In this paper Section II gives the necessary background and definitions about DDS in general. Section III enlists the criteria set for evaluation of DDS implementations. It further focuses on understanding the DDS implementations based on the enlisted criteria and gives a detailed analysis of latency and throughput collected by experiment conducted in our lab. Finally, conclusive remarks in section IV end the paper.
II. DDS BACKGROUND
The DDS specification defines two separate interfaces. A Data-Centric Publish-Subscribe (DCPS) interface which provides a global data space in which Type-specific data publishers send data that interested subscribers can receive [1]. This is considered a low level interface and very similar to past MOMA (Message Oriented Middleware Architecture) implementations that became prevalent in the 1990’s. A Data Local Reconstruction Layer (DLRL) which allows for distribution of an object model. This is an optional layer built on top of DCPS. DLRL is functionally very attractive as it provides a higher level interface and hides much of the pub/sub details behind a local framework. Most of the modern DDS implementations use DCPS [1]. DCPS overview is given in Figure:1.
Figure: 1 DCPS Overview
Domain is the fundamental partitioning unit within DCPS.
All DDS entities belonging to one domain can only interact with other entities in that same domain. Topic is the fundamental means of interaction between publishing and subscribing applications.
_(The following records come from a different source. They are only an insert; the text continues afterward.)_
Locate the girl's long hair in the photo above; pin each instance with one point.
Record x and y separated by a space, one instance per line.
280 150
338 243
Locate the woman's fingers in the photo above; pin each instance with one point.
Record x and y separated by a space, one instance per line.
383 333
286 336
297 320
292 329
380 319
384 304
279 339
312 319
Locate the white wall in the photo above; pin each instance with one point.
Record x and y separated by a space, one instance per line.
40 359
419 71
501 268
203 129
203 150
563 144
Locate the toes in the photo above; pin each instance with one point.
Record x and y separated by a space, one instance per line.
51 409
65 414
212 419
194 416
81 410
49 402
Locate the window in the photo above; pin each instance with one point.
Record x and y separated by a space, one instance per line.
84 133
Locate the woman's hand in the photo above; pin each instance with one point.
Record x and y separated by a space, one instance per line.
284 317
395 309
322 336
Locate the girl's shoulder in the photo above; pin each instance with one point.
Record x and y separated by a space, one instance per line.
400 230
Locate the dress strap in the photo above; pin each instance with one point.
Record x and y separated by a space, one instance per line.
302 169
Each topic has a unique name and specific data type associated with it. The data writer is used by the publishing application code to pass values to the DDS. Each data writer is bound to a particular topic. Publisher is responsible for taking the published data and disseminating it to all relevant subscribers in the domain. The subscriber receives the data from the publisher and passes it to any relevant data reader connected to it. The data reader takes data from the subscriber, demarshals it into the appropriate type for that topic and delivers the sample to the application. The DDS specification also defines a number of Quality of Service (QoS) policies that are used by applications to specify their QoS requirements to the service. Participants specify what behavior they require from the service and the service decides how to achieve these behaviors. These policies can be applied to the various DCPS entities (topic, data writer, data reader, publisher, subscriber, domain participant). RTPS (Real Time Publish Subscribe Protocol) is a protocol for best effort and reliable pub-sub communications over unreliable transports such as UDP in both unicast and multicast.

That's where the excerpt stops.